Description-Behavior Mismatch

Medium
Confidence
91% confidence
Finding
The manifest markets the skill as home control for lights, relays, room media, and mapping inspection, but the CLI exposes generic invocation across additional entity classes including climate and security panels. That discrepancy can mislead operators into enabling a skill with far broader reach than expected, reducing informed consent and increasing the blast radius of misuse.

Context-Inappropriate Capability

High
Confidence
96% confidence
Finding
Including security-panel control in documentation for a skill framed as lights/relays/media control materially increases risk, especially because arming/disarming and related entry/security actions are safety-critical. In this context, the mismatch makes the capability more dangerous, not less, because users and reviewers are less likely to apply the scrutiny appropriate for a security-control skill.
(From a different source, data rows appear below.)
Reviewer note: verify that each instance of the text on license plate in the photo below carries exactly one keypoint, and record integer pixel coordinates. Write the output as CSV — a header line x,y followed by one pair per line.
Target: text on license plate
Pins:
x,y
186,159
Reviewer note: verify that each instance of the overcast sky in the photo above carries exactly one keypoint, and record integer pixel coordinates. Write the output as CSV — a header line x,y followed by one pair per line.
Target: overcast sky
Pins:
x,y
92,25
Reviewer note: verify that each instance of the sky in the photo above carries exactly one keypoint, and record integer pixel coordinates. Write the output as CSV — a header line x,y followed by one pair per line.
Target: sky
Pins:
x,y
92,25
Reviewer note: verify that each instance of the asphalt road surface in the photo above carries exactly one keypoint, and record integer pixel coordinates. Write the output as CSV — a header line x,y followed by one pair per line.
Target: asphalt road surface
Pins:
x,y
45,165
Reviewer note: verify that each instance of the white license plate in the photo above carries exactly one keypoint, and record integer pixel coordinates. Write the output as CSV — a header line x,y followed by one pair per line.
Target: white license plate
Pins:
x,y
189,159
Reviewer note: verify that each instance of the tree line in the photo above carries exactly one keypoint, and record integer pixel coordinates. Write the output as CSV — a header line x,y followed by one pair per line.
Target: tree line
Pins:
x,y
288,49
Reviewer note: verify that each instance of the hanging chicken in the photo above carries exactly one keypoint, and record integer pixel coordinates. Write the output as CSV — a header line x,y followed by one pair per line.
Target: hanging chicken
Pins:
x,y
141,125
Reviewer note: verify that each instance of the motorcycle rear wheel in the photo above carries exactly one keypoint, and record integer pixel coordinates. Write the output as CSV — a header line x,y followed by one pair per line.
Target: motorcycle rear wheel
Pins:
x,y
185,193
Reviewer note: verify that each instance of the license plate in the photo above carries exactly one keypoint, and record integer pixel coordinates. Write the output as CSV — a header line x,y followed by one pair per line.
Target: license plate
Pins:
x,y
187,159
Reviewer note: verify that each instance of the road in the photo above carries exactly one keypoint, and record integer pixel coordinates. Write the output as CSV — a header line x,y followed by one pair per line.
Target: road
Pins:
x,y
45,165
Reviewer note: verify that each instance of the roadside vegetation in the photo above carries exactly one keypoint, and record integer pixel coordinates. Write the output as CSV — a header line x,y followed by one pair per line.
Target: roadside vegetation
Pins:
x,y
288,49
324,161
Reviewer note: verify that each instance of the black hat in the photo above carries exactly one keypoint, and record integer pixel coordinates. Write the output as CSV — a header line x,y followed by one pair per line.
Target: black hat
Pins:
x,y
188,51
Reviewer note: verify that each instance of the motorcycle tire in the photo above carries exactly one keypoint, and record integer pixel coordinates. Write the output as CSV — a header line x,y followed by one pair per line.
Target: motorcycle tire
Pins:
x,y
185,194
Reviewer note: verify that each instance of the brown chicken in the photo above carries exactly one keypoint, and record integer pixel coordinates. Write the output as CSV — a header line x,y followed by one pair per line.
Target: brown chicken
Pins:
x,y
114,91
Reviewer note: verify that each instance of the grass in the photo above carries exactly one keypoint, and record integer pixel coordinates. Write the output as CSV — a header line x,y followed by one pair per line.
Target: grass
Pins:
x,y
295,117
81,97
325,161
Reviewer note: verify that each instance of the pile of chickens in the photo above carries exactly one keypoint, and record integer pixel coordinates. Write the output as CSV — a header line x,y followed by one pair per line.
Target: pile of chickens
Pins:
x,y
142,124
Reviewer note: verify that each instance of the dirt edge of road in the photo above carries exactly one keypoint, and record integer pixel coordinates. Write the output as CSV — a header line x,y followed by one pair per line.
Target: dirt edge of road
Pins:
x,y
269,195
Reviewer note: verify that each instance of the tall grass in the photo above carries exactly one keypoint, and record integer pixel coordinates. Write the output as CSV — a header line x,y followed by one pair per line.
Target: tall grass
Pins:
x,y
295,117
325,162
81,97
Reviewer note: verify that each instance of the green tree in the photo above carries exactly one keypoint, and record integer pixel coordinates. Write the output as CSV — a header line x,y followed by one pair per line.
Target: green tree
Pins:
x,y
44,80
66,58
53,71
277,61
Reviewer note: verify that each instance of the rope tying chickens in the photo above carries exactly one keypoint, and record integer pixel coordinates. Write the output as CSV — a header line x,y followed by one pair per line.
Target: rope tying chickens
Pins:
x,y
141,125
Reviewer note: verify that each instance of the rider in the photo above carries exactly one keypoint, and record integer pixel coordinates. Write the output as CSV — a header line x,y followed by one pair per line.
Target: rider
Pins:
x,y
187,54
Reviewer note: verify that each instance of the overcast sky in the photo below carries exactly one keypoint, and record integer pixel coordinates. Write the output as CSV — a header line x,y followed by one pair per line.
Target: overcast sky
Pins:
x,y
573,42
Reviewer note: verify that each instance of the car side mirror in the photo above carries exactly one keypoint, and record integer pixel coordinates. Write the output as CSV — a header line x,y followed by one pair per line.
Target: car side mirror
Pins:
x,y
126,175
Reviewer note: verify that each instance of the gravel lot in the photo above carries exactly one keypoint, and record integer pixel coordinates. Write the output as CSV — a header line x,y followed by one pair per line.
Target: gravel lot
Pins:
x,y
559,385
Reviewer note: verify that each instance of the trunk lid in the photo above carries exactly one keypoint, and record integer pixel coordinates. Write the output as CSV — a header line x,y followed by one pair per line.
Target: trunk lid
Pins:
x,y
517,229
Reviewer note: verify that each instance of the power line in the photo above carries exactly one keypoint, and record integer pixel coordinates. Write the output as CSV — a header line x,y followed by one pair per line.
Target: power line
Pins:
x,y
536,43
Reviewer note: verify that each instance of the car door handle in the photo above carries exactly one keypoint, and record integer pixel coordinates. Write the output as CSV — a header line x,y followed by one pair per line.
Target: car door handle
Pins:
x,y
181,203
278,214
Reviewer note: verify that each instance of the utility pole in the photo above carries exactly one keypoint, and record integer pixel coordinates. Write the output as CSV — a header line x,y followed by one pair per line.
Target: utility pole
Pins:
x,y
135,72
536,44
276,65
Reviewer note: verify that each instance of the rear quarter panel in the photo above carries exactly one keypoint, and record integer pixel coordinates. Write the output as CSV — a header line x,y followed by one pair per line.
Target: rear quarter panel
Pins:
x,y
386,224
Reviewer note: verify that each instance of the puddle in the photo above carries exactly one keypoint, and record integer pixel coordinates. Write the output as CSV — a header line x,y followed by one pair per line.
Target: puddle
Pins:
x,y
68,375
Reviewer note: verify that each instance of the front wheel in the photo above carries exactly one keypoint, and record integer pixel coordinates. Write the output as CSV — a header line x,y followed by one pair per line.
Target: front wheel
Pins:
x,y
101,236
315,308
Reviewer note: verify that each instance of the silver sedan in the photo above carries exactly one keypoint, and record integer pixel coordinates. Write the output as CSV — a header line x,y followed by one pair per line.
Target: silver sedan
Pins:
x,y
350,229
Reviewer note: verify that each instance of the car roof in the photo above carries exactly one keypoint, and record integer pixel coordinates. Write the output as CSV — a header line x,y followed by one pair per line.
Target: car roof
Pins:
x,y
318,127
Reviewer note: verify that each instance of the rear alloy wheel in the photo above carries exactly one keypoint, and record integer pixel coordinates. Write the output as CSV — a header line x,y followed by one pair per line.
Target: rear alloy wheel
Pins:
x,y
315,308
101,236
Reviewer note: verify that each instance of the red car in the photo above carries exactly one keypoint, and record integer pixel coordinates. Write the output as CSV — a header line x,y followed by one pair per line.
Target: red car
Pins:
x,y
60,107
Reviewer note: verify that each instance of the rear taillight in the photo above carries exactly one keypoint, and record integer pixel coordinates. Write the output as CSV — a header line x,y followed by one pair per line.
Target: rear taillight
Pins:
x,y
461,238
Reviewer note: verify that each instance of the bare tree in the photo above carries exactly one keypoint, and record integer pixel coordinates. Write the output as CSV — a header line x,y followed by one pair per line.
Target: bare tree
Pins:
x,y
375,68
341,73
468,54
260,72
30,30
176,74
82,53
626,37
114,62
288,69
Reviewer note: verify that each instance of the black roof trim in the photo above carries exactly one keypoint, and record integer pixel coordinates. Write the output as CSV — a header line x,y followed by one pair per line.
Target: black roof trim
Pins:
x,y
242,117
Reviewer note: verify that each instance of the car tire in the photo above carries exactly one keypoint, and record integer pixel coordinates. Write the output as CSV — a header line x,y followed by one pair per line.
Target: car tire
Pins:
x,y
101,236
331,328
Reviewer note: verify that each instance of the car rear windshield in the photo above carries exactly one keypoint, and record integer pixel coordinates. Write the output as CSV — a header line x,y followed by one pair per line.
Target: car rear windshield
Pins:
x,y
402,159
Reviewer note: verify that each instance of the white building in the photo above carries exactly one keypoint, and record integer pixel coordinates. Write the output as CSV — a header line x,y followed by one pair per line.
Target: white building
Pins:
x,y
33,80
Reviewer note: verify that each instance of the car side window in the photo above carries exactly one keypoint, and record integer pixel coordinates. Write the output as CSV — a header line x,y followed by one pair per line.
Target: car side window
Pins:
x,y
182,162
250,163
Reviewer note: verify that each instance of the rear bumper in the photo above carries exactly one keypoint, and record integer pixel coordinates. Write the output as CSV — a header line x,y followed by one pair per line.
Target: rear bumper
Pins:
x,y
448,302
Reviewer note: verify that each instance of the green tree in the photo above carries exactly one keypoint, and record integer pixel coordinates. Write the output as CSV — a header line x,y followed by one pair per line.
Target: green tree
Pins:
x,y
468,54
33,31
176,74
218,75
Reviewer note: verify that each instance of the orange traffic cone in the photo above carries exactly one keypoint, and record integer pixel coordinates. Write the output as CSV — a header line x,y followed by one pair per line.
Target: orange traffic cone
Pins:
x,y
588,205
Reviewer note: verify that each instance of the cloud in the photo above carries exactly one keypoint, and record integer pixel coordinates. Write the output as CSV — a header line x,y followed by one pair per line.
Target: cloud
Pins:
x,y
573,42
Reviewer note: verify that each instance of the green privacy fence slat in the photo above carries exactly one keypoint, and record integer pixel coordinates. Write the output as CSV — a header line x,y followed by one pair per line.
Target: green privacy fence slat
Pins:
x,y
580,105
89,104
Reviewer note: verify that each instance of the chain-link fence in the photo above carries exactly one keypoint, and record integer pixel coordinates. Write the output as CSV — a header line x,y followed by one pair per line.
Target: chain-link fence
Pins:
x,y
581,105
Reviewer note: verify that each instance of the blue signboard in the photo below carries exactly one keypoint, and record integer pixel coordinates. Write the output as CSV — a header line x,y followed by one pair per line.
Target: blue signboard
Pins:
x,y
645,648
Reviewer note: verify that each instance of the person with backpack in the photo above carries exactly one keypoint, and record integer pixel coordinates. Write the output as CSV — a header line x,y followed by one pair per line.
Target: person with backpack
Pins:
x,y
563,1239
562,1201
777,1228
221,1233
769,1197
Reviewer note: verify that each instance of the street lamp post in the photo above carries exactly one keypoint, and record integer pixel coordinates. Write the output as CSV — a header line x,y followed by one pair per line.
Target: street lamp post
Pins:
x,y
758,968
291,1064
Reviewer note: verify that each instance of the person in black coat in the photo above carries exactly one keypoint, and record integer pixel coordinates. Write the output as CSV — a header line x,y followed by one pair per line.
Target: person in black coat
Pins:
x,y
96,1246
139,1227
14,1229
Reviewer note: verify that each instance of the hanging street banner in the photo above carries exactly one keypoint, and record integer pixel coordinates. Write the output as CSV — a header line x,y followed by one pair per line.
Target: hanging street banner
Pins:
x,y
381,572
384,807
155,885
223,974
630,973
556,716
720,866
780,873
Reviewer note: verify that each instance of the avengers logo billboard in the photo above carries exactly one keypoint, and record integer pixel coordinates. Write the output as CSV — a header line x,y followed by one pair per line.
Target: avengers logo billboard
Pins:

Description-Behavior Mismatch

High
Confidence
97% confidence
Finding
The file description and implementation explicitly support generic exposure of pyControl4 entity methods, while the skill metadata only justifies lights, relays, room media, and device mapping. That scope expansion materially increases risk because the same interface can be used to control unrelated home systems such as climate, blinds, fans, and controller-level functions not expected by the user.

Context-Inappropriate Capability

Critical
Confidence
99% confidence
Finding
Importing and exposing `C4SecurityPanel` within a home-control skill that does not claim security functionality creates unjustified access to alarm-related operations. In context, enabling alarm arming/disarming through a generic CLI is especially dangerous because it can directly weaken physical security of the home, and the only protection is a brittle keyword gate in another function.

Context-Inappropriate Capability

High
Confidence
99% confidence
Finding
The `cmd_call` implementation provides arbitrary generic method invocation on selected Control4 entities with user-controlled method names and arguments. Because the chosen entity set includes high-impact objects such as `director` and `security-panel`, this effectively grants controller-wide capabilities that exceed the skill's stated purpose and can enable physical-world actions like opening relays, changing sources, manipulating environmental controls, or interacting with alarm functionality.

Missing User Warnings

Medium
Confidence
95% confidence
Finding
Sensitive actions are gated only by a client-side `--allow-sensitive` flag plus substring matching against a small keyword list. That safeguard is weak: dangerous methods may not match the keyword set, benign names may be misclassified, and any caller able to invoke the CLI can simply supply the flag, so there is no meaningful policy enforcement before high-impact home-control operations occur.

Missing User Warnings

Medium
Confidence
92% confidence
Finding
This file converts arbitrary natural-language requests into real home-automation actions such as toggling relays, changing lights, muting rooms, and switching media sources, then immediately executes them. In an agent skill context, lack of confirmation, authorization checks, or safety interlocks makes unintended or adversarial prompts capable of causing physical-world actions in the user's environment.

VirusTotal

66/66 vendors flagged this skill as clean.